I ran track in middle school. So did everyone else–or that’s what it seemed like. I tried just about every event, but I quickly discovered that pole-vaulting and hurdles weren’t for me. One day at practice, I made it (mostly) over one hurdle just to fall on my face after tangling myself in the next one. I could have kept at it, but the team had plenty of good hurdlers already. My coaches advised me to stick to discus, shot-put, and the 4×1. I was okay with that.

Rewriting is a bit like that second hurdle. I know the objective. I have a more focused idea for the plot–not just for this book, but for 9 other books that are related to it. (It’s kind of a lot. I’ll probably tell you more about it, some time.) I finished the opening section of scenes–roughly three chapters.
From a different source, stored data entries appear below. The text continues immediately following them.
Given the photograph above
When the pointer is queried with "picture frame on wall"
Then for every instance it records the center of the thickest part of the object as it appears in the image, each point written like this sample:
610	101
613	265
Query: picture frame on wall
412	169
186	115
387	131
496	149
And now I feel like I’ve fallen on my face.

Unlike middle school track & field, I’m the only one on this team. Except that’s a lie, because there are a lot of people who believe in me. Encouragement takes many forms. Sometimes it’s listening as I panic about the scope of a project that I ave no idea how to wrangle. Other times it’s reading through and pointing out where things don’t make sense. Little things along the way help me refine my storytelling, whether that’s creating alternate universes with friends or reading through my (incomplete) collection of works by Dean Koontz and Stephen King.

I love to write for the feeling of it. There’s a rush to putting words on paper (or seeing them appear on a screen). I get excited about all the connections between characters and plot points. Usually that means I feel like I shot myself in the foot, when I recognize that I set something up without even realizing it.

The best ideas always seem to hurt (me) the most.

And I live for it.

Most of my frustration with the rewrite process comes from the fear that I won’t do my characters justice. Their stories deserve to be told. They have a right to develop their worldview, to reach their own conclusions. If you can’t tell, I don’t really consider myself the godlike executor of a story. More often than not, it feels like the characters are driving and I’m tied up in the trunk. Sometimes I’m lucky enough to be strapped to the roof, but seeing the crash that’s about to happen isn’t all it’s cracked up to be.

When I’m revising, I tend to worry that I’m getting in their way. Some people might say you can’t always trust your feelings, and other people will say to trust your heart over your head. Me? Well, I’ve taken to trusting that my characters know how their stories need to be told–and hopefully they’ll clue me in somewhere along the way.